そして一週間はあっという間に過ぎて、試験最終日に彼から声をかけられた。


それは図書室に本を返しに行った帰り、アキちゃんも一緒だったせいで…。


 バチバチっ!


火花が間近で見られるという、体験を僕はした。


…思っていたことだけど、やっぱりこの二人、相性が悪い。


「…麻野、ちょっと話があるんだけど」


と、彼は睨み付けるように僕を見ながら声をかけてきた。


「ああ、うん…。
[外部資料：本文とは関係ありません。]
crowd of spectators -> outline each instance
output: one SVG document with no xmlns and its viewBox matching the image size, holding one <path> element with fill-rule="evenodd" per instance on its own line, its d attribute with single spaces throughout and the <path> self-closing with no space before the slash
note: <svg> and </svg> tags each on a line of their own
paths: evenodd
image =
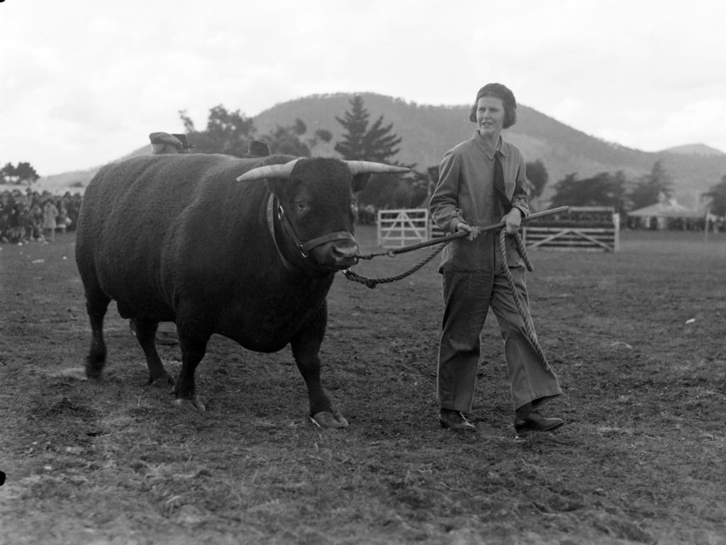
<svg viewBox="0 0 726 545">
<path fill-rule="evenodd" d="M 62 196 L 28 187 L 0 193 L 0 241 L 25 244 L 55 239 L 56 231 L 73 230 L 83 197 Z"/>
</svg>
アキちゃん、悪いけど先に帰ってて?」


「…大丈夫か?」


アキちゃんはアキちゃんで、心配そうな顔で僕を見る。


「うん、まあ大丈夫…だと思う」


自信はなかったけど、それでも僕はアキちゃんから離れ、彼の元へ行く。


「ふんっ! 行こうぜ」


彼は僕の手を掴み、早足で歩き出す。


「わっわっ!」


僕は彼に引っ張られながら、校舎の裏側に来た。


…何かこの場所、懐かしいな。


「あの…さ、勉強教えてくれてありがとう」


彼は手を離さないまま、振り返って言った。


その顔は照れているように見える。


「テスト、結構書けたんだ。多分、赤点は取らないと思う」


「そうなんだ。良かった」


まだ結果は出ていないけど、本人が手応えを感じているのならば、きっと大丈夫。


「…でさ、明日から三日間、試験休みに入るだろう?」


「うん」


明日は金曜で、土・日をはさむから三日連休になる。


「三日間のうち、一日…ボクに付き合ってくれないか?」


「ん? どこに?」


「どっかっ!」


急に彼はキレ気味に叫ぶ。


…『どっか』と言われても…僕と彼の遊び場は全く違う。


「…ちなみにさ、龍雅くんがいつも遊んでいる場所ってどこ?」


「ボク? ボクはカラオケとかボーリングとか、クラブとかかなぁ?」


…カラオケなら僕も友達と行くけど、もっぱら歌うのはアニソンかゲームの歌ばっかりだしな。